Mario Baudino nella Stampa ha  scritto: “Il suo esordio era parso quasi una provocazione, aveva indignato alcuni, come Giovanni Comisso, ed entusiasmato altri, come Giorgio Bassani che impose la pubblicazione di quel libro a un Feltrinelli un po’ riluttante (ora il suo editore è Rizzoli, mentre Mondadori gli ha appena dedicato un Meridiano). Con quel libro  lo scrittore vicentino aveva anticipato in qualche modo già sopravanzato le avanguardie, mescolando storia e saggio dentro la vita si tutti i giorni, i ricordi della sia adolescenza, la minutissima rete di rapporti paesani: e soprattutto il dialetto di allora. Bassani soleva dire: “Solo il passato è bello”. Meneghello non era d’accordo. Ci spiegò una volta, parlando del suo ritorno in Italia dall’Inghilterra, dove ha sempre insegnato all’università di Reading, che “per certi aspetti c’è qui da noi una modernità più invasiva che non in Gran Bretagna. Ma per altri resiste ancora l’arcaico. Guardi i giovani della zona: sono elegantissimi, non ha più nulla in comune con i popolani di una volta: Poi li ascolti, e scopri che se è cambiata la lingua, è rimasta tale e quale l’emissione della voce, la stessa dei contadini d’un tempo”.

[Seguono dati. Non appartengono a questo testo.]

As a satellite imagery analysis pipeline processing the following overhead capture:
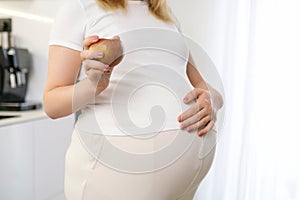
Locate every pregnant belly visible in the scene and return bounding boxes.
[81,63,194,135]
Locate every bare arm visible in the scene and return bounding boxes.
[177,54,223,136]
[44,46,93,119]
[43,36,112,119]
[186,54,223,110]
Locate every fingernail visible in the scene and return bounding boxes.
[177,116,182,122]
[184,97,189,102]
[98,51,103,56]
[180,124,185,129]
[187,127,193,132]
[104,65,110,72]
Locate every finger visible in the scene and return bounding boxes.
[83,35,99,50]
[186,115,211,133]
[179,107,210,129]
[112,35,120,40]
[178,91,213,123]
[183,88,207,104]
[198,120,214,136]
[80,50,103,61]
[84,59,109,72]
[179,111,200,130]
[177,102,201,123]
[87,70,110,84]
[178,95,211,122]
[196,97,213,115]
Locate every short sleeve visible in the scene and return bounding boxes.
[48,0,86,51]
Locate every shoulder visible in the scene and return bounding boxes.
[57,0,102,17]
[49,0,92,51]
[56,0,85,20]
[74,0,109,22]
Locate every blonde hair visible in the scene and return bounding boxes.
[96,0,174,23]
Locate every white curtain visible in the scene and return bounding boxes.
[192,0,300,199]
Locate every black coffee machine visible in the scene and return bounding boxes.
[0,18,41,111]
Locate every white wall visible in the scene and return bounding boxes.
[0,0,220,102]
[0,0,60,102]
[168,0,215,49]
[0,0,221,199]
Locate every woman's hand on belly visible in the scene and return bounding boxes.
[177,88,216,136]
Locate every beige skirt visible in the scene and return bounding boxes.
[64,128,216,200]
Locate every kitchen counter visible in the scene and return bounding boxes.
[0,109,47,127]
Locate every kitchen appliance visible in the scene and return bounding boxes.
[0,18,41,111]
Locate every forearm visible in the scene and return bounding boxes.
[186,55,223,110]
[43,78,102,119]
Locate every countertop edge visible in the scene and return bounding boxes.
[0,109,48,127]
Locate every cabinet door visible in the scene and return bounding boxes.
[33,116,74,200]
[0,115,74,200]
[0,122,35,200]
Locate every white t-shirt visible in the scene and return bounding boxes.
[49,0,195,135]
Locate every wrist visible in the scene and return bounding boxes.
[86,78,109,96]
[207,85,223,111]
[194,81,209,91]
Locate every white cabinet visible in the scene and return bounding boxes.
[0,116,74,200]
[0,122,35,200]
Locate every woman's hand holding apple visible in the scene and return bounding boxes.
[81,35,123,93]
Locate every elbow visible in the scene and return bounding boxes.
[43,104,60,120]
[43,99,71,120]
[43,90,73,119]
[45,113,60,120]
[207,84,224,110]
[43,94,61,120]
[215,91,225,111]
[217,94,224,110]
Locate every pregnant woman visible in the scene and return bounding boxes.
[44,0,223,199]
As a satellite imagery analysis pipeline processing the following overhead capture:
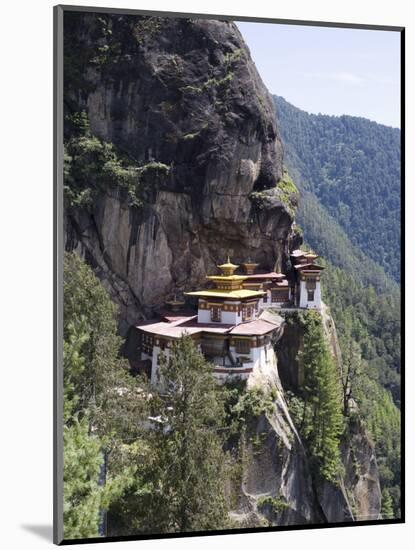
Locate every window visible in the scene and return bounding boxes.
[142,333,154,355]
[211,306,221,322]
[271,289,289,302]
[201,338,225,356]
[235,339,250,354]
[307,290,315,301]
[242,305,253,321]
[263,292,268,303]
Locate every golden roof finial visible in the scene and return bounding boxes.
[217,255,239,277]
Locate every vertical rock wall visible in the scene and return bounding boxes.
[64,13,296,332]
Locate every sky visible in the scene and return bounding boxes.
[236,22,401,128]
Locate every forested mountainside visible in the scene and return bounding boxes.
[274,95,401,284]
[274,96,401,517]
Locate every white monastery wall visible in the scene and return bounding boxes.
[299,280,322,309]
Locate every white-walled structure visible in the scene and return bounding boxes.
[298,279,322,309]
[290,250,324,310]
[132,253,323,383]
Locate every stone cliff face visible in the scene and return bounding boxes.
[64,13,296,332]
[258,311,382,525]
[230,355,324,527]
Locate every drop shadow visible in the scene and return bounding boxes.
[21,524,53,542]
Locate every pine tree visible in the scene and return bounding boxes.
[63,416,134,539]
[63,320,135,539]
[63,253,148,538]
[381,488,394,520]
[147,335,229,533]
[298,311,344,482]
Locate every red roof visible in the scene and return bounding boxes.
[137,321,201,338]
[180,320,233,334]
[229,319,279,336]
[294,263,324,271]
[273,280,289,287]
[136,316,233,338]
[159,309,197,323]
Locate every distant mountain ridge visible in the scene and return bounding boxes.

Ha scritto Ferdinando Camon: “Meneghello è uno scrittore grande, ma di un tempo (possiamo anche dire: una civiltà) che non c’è più. Ma non era un mondo piccolo, e nemmeno separato. Oggi molti diranno che Meneghello è lo scrittore della vita di provincia. E’ un giudizio impulsivo e intimamente sbagliato. Perché lo fa uno scrittore appartato, separato, piccolo: lui nella provincia, nel dialetto, tra i piccoli uomini e le piccole storie, noi nella città, nella lingua italiana, tra i grandi uomini e la grande storia. Non è così. Meneghello non è uno scrittore di provincia, del dialetto per i parlanti dialetto, del paese veneto per i veneti. Non fa una letteratura a parte. Era l’opinione che ne aveva Comisso. In realtà attraverso il dialetto Meneghello recupera una civiltà, una società, costumi, riti, religione, sesso, tutto. I suoi libri sono miniere.  Da una filastrocca deduce il paese, da un paese una civiltà. Non è filologia, è antropologia”.

Ha scritto sul Giornale Silvio Ramat: “Affabulatore, anche orale, di genio e di rango, più di quel che non appartenga alla stirpe dei narratori di professione. Meneghello racconta del proprio microcosmo originario ( a cominciare da un esordio che non fu precoce) il costume e la grammatica, proiettando su un medesimo piano e liberando in un medesimo campo di venti la variegata specificità espressiva di un idioma e il cammino che vi compiono i suoi locatori. Dei quali si rievoca in “Pomo pero” e in “Fiori italiani” una formazione – pedagogica e sentimentale – che include subito la difficile convivenza tra l’italiano della scuole e il dialetto delle famiglie. Nel recente Meridiano di “Opere scelte” questo itinerario lo possiamo seguire agevolmente: dopo di che, si procede fino a quel punto decisivo che sono “I piccoli maestri”, ingorgo e (parziale) snodo tra un lieve clima goliardico e l’urgere della Storia da fuori”.

Ha scritto nell’Unità Giulio Ferroni: “A Palermo il suo discorso di laurea è stato scintillante, vitale, insieme ironico e delicato: in un ideale abbraccio tra il Nord e il Sud. Una vitalità, una passione, una generosità che lo hanno accompagnato fino alla morte, all’ultimo inevitabile “dispatrio”: avvenuto quasi simbolicamente dopo un viaggio al Sud, dopo una nuova definitiva affermazione di curiosità, di entusiasmo”.